The S&P 500 gained 8.9% during the third quarter, putting its year-to-date return at 5.1%, while other broad stock indices gained between 4% and 9% for the quarter but remain in negative territory through the first nine months of 2020. A moderate asset allocation is likely up between 2 and 4% for the year.
The third quarter saw a sharp rebound in US economic data. US GDP made headlines after dropping 31.4% in the second quarter. JP Morgan expects GDP to rise 35% in the 3rd quarter. This doesn’t get the economy back to its pre-pandemic size (that would take a 53.3% jump in Q3 GDP). It does indicate that the sharp pain of the pandemic may be relatively short-lived. Similarly, of the 22.2 million jobs that were lost over the course of 2 months, 11.4 million have been regained. The unemployment rate dropped from 14.7% in April to 7.9% today. Some are calling this a ‘K’ shaped recovery as sectors like technology have recovered well, but leisure, hospitality, and retail continue to struggle.

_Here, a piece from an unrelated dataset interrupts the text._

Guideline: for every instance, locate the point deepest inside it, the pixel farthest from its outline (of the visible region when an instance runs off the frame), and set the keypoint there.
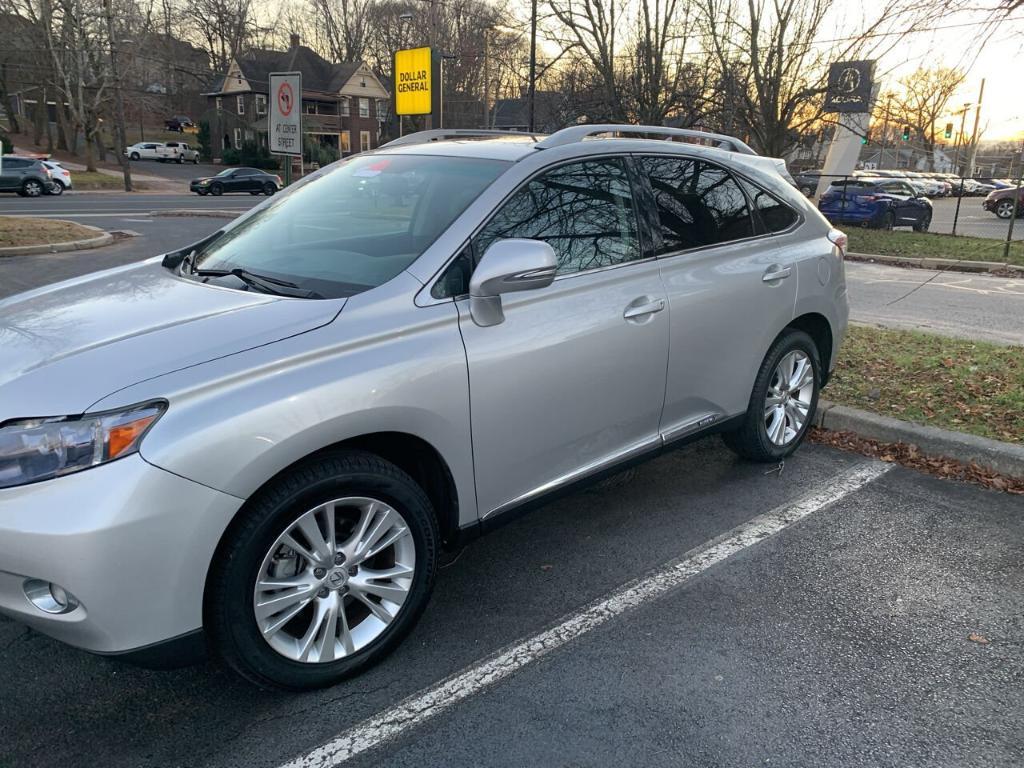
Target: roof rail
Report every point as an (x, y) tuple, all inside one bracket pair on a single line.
[(579, 132), (441, 134)]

Testing for the pandemic increased from about 600,000 tests per day at the end of June to about 1 million tests per day now. Hospitalizations stood at about 35,000 at the end of the second quarter, peaked at 59,000 in July, and have since dropped to 31,000. There are 11 vaccines in Phase III trials.
America will hold a Presidential election before our next commentary is published. JP Morgan’s Dr. David Kelly says the best case scenario is a decisive election result. A clear winner will remove a large source of uncertainty. We don’t normally make election predictions, but a safe bet is that more ballots will not be cast at all than will go to the winner. Theodore Roosevelt was the last US President to earn the majority of eligible voters’ ballots, over 100 years ago. We encourage you to express your political opinion in the polling booth, not your portfolio. The portfolio is constructed to outlast politicians, not in reaction to them.
To fight the election noise, be mindful that social media posts that make people mad drive the most interaction. It should not surprise us that social media’s algorithms show us less of what we might like and more of what will drive us up the wall. They want to push your buttons so you will push their (like, upvote, downvote, favorite, etc) buttons back. The more user engagement, the more advertising dollars they can generate. “It’s an attention economy, and businesses want you engaged. How do they get engagement? Well, they give you little dopamine hits, and … get you riled up.” says MIT professor Sinan Aral, “We know strong emotions get us engaged, so [that favors] anger and salacious content.”